Для такого малыша? Честно говоря, я сильно в этом сомневался. К лету он, Бог даст, только-только начнет ходить. От удивления у меня при этой мысли глаза полезли на лоб.

Между тем Нур Бану продолжала:

— И потом, если уж речь идет о государственных делах, так что может быть полезнее для наследного принца, чем наблюдать, как его собственный отец управляет делами целой провинции? Именно так я когда-то сказала и своему Мураду, да продлит Аллах его дни, когда он был в том же возрасте, что и мой внук сейчас. Но… так решила Прекраснейшая! Что я могла поделать, если мой сын смотрит ей в рот и делает все, как она велит? Я лично считаю, что она попросту бросила его. Но кому какое дело до того, что я обо всем этом думаю? Однако будьте уверены, я уж позаботилась о том, чтобы подыскать ей достойную замену! Послала ее своему Мураду, чтобы постель его не оставалась пустой. И не одну, а много красавиц, которые всю эту долгую зиму будут согревать его ночами. Вы спрашиваете, что она ответила на это? А что она может сказать? Она сама бросила его. Пусть теперь кусает локти. Что посеешь, то и пожнешь!

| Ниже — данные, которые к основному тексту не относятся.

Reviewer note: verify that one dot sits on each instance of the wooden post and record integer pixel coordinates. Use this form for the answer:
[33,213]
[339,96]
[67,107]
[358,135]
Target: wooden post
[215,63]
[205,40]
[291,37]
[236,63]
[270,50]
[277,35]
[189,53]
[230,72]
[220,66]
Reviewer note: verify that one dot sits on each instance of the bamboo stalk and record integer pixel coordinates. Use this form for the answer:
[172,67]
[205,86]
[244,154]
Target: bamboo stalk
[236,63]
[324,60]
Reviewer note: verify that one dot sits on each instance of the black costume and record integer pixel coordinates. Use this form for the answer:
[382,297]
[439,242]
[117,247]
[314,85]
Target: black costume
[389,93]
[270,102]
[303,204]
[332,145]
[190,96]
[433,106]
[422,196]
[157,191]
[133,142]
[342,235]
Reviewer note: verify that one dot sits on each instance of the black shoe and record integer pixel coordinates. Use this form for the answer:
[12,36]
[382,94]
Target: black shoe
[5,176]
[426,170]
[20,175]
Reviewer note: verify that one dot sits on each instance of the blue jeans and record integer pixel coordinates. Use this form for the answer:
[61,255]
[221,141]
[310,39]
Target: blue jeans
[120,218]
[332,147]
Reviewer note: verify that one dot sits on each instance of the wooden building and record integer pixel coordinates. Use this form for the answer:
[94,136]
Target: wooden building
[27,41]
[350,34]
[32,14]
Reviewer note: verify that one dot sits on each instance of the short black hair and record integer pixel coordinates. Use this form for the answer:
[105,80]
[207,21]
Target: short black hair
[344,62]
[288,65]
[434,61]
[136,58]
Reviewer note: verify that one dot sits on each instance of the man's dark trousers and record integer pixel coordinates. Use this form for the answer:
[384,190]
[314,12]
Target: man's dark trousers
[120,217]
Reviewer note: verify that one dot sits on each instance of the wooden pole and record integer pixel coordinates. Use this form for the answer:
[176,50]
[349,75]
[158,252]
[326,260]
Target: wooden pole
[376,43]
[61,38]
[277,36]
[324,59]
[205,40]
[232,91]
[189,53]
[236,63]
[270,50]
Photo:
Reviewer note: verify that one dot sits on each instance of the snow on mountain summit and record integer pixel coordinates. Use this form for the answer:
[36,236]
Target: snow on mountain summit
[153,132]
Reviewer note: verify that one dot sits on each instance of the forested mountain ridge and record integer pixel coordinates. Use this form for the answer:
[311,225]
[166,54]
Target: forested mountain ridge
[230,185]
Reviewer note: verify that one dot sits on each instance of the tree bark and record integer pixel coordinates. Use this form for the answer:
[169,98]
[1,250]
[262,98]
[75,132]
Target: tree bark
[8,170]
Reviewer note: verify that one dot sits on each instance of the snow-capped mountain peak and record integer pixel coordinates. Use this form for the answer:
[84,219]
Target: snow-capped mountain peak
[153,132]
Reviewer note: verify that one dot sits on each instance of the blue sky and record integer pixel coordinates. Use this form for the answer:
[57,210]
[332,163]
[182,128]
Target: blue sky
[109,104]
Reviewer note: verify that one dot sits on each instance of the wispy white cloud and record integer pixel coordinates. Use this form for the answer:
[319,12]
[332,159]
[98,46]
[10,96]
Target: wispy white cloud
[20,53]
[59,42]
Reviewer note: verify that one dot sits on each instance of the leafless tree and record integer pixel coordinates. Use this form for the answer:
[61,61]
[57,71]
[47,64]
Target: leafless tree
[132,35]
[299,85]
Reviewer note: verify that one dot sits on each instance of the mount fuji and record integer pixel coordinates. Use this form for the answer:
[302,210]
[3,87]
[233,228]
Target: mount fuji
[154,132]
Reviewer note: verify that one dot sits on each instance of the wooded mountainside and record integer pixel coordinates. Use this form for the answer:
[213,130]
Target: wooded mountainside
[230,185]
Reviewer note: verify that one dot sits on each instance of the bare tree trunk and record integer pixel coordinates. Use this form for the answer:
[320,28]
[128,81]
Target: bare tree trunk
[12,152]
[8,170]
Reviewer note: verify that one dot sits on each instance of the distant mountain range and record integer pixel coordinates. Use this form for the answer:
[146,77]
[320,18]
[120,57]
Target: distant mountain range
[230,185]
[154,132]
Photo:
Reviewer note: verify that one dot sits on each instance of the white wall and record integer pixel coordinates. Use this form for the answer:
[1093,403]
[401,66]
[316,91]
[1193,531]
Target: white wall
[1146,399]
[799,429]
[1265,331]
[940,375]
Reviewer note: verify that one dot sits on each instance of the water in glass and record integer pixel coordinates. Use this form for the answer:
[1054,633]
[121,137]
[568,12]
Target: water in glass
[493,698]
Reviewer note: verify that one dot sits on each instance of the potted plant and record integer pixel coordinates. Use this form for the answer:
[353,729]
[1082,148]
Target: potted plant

Одна из женщин, выслушав эту тираду, не утерпела и со всей возможной деликатностью, которую позволяло снедавшее ее любопытство, поинтересовалась:

— А вы с ней теперь как? Ну, я хочу сказать, как вы с ней, ладите?

Лицо Нур Бану потемнело.

— Естественно, она злится, а то как же! — угрюмо буркнула женщина. — Слава Аллаху, трон унаследовал Селим, а не Мурад, как, без сомнения, хотелось ей!

— Вам следует благодарить за это Великого визиря.

Нур Бану шумно и презрительно фыркнула, всем своим видом показывая неодобрение, после чего мгновенно встала на защиту своего прежнего возлюбленного, причем сделала это с таким пылом, будто страсть их была в самом разгаре.

— Селим унаследовал трон лишь потому, что он тот, кто он есть, единственный оставшийся в живых сын и наследник своего великого отца! И ни по какой другой причине! — отрезала Нур Бану.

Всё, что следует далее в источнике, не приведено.